Heart on my sleeve

iVillage Member
Registered: 08-13-2005
Heart on my sleeve
Sun, 03-12-2006 - 7:11pm

I did something stupid this morning- i called the guy i broke up with 3 weeks ago. My little mantra entered my head ("i don't regret the things i've done, only those i did not do") and i was like "damnit, i'm going to take this risk and see if he wants to meet me for coffee and if he misses me too."

Well, i should have known. My gut told me earlier this week that because i was the one that dumped him, that if i gave him the opportunity he would probably reject me (as an ego thing). And well, i should always listen to my gut.

In fact, today it clicked. I'm tired of taking risks. I'm tired of putting myself out there. From now on, i'll let the man make the first move. With this guy i dated, i totally made the first move. And this guy was the first one I've dated in my new singledom that started this past September.

I'm seriously sick of this. I'm sick of trying to find a good man. I'm done looking. And I know, i have so many people telling me that when i stop looking love will find me. But I don't even want to think that way. I just don't want to have any hopes here.

And honestly I'm happy being single right now. I don't know if I really want some guy around all the time, taking up my space. I'm quite happy and comfortable. And I'm able to make plans with friends and family and not have some guy taking up an evening.

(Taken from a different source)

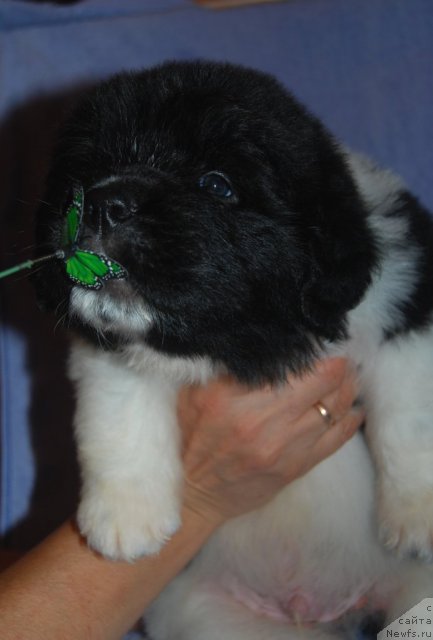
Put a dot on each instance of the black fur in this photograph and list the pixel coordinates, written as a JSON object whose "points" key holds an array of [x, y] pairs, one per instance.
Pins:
{"points": [[256, 281]]}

So my heart is a bit crushed today, and I have to be gentle on myself cause i did totally put it on my sleeve when i called him this morning. But I just have this feeling now that this will make me stronger in the long run. I may feel stupid still and totally rejected and ugly, but i know that will pass. And maybe after time this will totally fall into the category of "i don't regret the things i've done, but those i did not do."